The most prevalent use of Core Foundation is for passing its own primitive types for data, including raw bytes, Unicode strings, numbers, calendar dates, and UUIDs, as well as collections such as arrays, sets, and dictionaries, to numerous macOS C routines, primarily those that are GUI-related. At the operating system level Core Foundation also provides standardized application preferences management through CFPropertyList, bundle handling, run loops, interprocess communication through CFMachPort and CFNotificationCenter, and a basic graphical user interface message dialog through CFUserNotification.

Other parts of the API include utility routines and wrappers around existing APIs for ease of use. Utility routines perform such actions as file system and network I/O through CFReadStream, CFWriteStream, and CFURL and endianness translation (Byte Order Utilities).

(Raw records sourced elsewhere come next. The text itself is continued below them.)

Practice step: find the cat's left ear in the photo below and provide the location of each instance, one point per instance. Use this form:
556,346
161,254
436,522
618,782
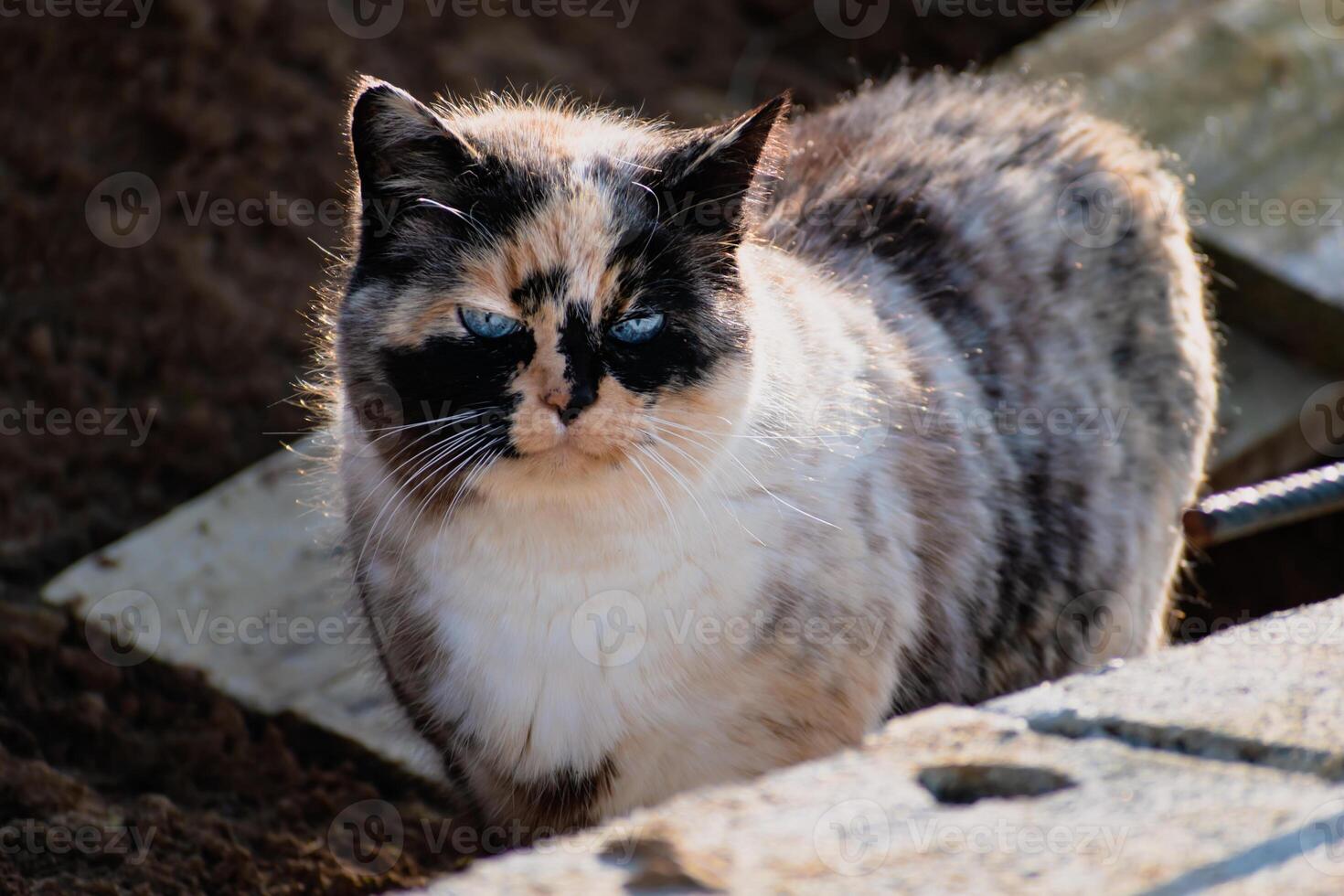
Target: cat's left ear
718,180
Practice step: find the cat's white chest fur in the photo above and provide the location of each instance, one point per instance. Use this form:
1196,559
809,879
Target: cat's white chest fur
563,641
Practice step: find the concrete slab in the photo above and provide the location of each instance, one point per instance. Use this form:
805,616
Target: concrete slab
1121,821
1270,692
246,583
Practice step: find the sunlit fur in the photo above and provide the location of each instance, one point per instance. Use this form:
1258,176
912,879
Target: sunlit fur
791,450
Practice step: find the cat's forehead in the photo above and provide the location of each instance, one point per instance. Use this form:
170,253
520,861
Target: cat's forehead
577,209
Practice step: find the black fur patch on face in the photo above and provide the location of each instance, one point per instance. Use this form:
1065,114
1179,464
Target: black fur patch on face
694,283
568,798
448,377
540,288
464,211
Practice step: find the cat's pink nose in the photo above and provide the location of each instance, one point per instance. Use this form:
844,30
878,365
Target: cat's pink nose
558,398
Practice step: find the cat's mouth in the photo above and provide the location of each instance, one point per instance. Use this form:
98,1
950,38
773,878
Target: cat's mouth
571,440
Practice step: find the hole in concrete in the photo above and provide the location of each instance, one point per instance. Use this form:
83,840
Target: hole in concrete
964,784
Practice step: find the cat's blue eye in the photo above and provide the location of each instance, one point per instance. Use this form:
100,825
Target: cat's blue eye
488,324
634,331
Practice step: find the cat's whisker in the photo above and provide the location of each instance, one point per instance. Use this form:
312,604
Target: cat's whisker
657,493
411,460
677,477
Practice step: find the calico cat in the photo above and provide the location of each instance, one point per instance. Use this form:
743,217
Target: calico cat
671,457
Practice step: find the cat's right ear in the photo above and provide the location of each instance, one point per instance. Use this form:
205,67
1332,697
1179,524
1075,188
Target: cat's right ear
400,148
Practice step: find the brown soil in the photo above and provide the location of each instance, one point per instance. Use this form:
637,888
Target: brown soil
145,781
205,324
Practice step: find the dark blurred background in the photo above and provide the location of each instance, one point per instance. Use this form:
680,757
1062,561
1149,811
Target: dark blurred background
203,323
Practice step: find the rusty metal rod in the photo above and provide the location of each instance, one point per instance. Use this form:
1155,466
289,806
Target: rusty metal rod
1267,506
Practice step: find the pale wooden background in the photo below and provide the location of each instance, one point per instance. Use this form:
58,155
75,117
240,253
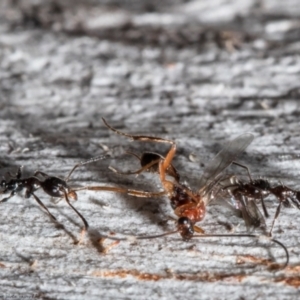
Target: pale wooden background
161,69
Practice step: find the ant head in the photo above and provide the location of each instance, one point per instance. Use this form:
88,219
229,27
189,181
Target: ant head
72,195
3,183
185,228
263,184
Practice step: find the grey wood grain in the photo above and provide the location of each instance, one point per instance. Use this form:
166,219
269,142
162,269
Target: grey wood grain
200,73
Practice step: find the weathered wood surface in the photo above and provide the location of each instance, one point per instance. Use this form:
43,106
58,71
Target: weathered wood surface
152,69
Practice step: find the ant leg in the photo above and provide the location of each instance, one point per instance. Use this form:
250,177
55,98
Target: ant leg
144,168
36,173
43,205
275,217
244,167
163,167
264,207
251,180
198,229
135,193
143,138
93,159
7,198
86,225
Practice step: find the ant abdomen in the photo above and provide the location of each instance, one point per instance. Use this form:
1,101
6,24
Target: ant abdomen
54,186
185,228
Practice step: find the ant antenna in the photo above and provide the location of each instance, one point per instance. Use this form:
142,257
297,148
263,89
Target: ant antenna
251,236
82,163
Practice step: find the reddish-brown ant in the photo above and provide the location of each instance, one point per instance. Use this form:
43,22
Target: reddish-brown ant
51,185
188,205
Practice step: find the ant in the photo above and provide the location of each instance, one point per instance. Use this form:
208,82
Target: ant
51,185
244,196
189,206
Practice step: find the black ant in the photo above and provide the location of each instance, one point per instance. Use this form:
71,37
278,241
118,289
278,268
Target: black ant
51,185
245,195
188,205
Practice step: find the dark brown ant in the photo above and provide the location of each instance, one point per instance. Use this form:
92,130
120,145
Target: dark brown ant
51,185
245,195
188,205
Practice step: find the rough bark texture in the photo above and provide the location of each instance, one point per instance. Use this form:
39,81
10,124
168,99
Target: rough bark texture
198,72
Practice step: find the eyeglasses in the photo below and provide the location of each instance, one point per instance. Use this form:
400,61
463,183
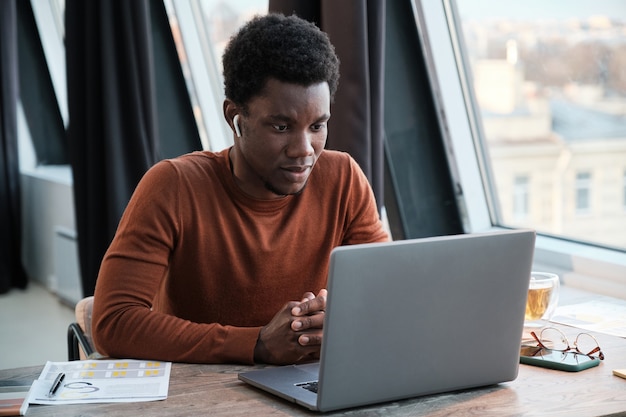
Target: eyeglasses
554,339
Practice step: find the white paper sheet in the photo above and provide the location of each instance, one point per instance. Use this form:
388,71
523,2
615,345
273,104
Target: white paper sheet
602,316
103,381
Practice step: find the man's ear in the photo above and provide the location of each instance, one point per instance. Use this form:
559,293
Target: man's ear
231,113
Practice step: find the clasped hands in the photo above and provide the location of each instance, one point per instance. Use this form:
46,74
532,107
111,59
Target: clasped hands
295,333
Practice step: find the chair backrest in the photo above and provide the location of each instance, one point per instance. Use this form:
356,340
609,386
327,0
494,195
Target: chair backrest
79,335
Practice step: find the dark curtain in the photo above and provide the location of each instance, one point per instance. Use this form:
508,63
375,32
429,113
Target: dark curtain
11,270
112,130
357,29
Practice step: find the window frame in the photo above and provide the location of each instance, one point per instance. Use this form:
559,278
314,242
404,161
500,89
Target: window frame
205,74
583,265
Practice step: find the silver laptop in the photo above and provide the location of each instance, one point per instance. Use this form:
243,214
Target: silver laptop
414,317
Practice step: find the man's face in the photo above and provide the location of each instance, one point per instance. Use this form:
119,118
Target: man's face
283,134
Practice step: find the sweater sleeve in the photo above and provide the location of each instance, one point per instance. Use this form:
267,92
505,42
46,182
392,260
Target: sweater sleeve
363,222
125,325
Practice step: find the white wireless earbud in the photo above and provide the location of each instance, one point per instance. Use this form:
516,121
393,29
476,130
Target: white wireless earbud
236,124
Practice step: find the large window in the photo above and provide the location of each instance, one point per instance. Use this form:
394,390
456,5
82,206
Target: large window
550,85
201,31
537,90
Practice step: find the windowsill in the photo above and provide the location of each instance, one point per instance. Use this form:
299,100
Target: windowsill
60,174
585,267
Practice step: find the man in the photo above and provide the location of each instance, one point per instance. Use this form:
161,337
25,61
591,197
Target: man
223,257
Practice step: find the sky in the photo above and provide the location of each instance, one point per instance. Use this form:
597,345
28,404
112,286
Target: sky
548,9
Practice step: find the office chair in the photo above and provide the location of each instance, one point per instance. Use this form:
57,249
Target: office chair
79,340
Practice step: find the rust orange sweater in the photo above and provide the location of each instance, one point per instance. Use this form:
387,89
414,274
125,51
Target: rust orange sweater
197,266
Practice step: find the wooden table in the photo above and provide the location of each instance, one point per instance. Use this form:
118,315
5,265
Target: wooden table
215,390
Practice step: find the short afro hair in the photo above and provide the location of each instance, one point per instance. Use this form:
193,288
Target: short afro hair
274,46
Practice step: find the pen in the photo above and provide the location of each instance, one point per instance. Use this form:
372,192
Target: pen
56,384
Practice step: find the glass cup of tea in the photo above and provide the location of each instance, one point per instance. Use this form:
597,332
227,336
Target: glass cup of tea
543,297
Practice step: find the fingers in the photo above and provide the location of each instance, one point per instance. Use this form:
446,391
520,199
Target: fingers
310,318
311,305
315,321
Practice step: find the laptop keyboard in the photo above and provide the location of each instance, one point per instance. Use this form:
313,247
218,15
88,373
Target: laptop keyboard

Some examples of wrapper routines include those for Core Foundation's wrapper routines for Unix sockets, the CFSocket API.

Some types in Core Foundation are "toll-free bridged", or interchangeable with a simple cast, with those of their Foundation Kit counterparts. For example, one could create a CFDictionaryRef Core Foundation type, and then later simply use a standard C cast to convert it to its Objective-C counterpart, NSDictionary *, and then use the desired Objective-C methods on that object as one normally would.

Core Foundation has a plug-in model (CFPlugin) that is based on the Microsoft Component Object Model.

== Open source availability ==
Apple used to release most of CF as an open-source project called CFLite that can be used to write cross-platform applications for macOS, Linux, and Windows.

A third-party open-source implementation called OpenCFLite extends the Apple CFLite for building on 32-bit Windows and Linux environments. It is maintained by one of the WebKit developers, but was stalled by 2015. The karaoke platform KJams maintains a fork since 2017. This version, by its programmer David M. Cotter, supports 64-bit systems and has a CFNetwork implementation with LibreSSL-based TLS. A fork of OpenCFLite was created by Grant Erickson (an original collaborator with Brent Fulgham on the SourceForge version) in 2021 with a companion port of the CFHost portion of CFNetwork, as OpenCFNetwork.

The Swift Corelib Foundation, a fallback version of the Foundation Kit for the Swift programming language for non-Apple platforms, contains a near-full version of the Core Foundation released under Apache License 2.0.

GNUstep includes a version of the Core Foundation called "libs-corebase".